Il tutto correlato da report di intelligence e fonti più o meno anonime che parlano di mezzi pesanti già in marcia verso il confine e false flag in preparazione nel Donbass per generare il casus belli. La ragione? Duplice. Anzi, triplice. Primo, creare i presupposti per strappare l’Europa alla dipendenza energetica dalla Russia, mossa già sostanziatasi con la decisione di inviare una flottiglia di tankers originariamente diretti in Asia verso l’Ue, al fine di supplire al taglio dei flussi di Gazprom. Secondo, come mostra questo grafico,
ribadire attraverso l’interventismo bellico, politico e da utility globale lo status di valuta benchmark mondiale del dollaro, sempre più messo in discussione da un euro accettato come moneta di pagamento proprio dai grandi player dell’Est, Russia, Cina e India. Stop al bypass del biglietto verde, quindi.

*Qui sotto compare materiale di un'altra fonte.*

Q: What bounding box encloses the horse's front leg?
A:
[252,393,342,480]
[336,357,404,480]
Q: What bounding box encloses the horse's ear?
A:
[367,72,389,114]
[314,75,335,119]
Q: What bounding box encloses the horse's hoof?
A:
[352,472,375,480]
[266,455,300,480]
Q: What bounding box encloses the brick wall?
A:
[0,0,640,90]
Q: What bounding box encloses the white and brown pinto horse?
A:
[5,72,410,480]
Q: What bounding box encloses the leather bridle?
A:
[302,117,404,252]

Terzo, lo mostra questa immagine
di scaffali sconsolatamente vuoti in un supermarket della catena Stew Leonard’s in Connecticut e pubblicata non da un blog complottista ma dal Wall Street Journal: sempre più punti vendita in America faticano a tenere aperto a causa del combinato di mancanza degli approvvigionamenti e sickouts dei dipendenti per contagi di massa da Omicron. Di fatto, immagini che rimandano già alle privazioni e ai razionamenti da periodo bellico. La nuova emergenza è servita, il Covid può lasciare spazio al moltiplicatore del Pil per antonomasia, il warfare? Così sembra. Quale sia il livello di innalzamento dell’asticella di rischio di una simile strategia, però, appare chiaro. Siamo al Dottor Stranamore, ormai. Cavalchiamo il missile.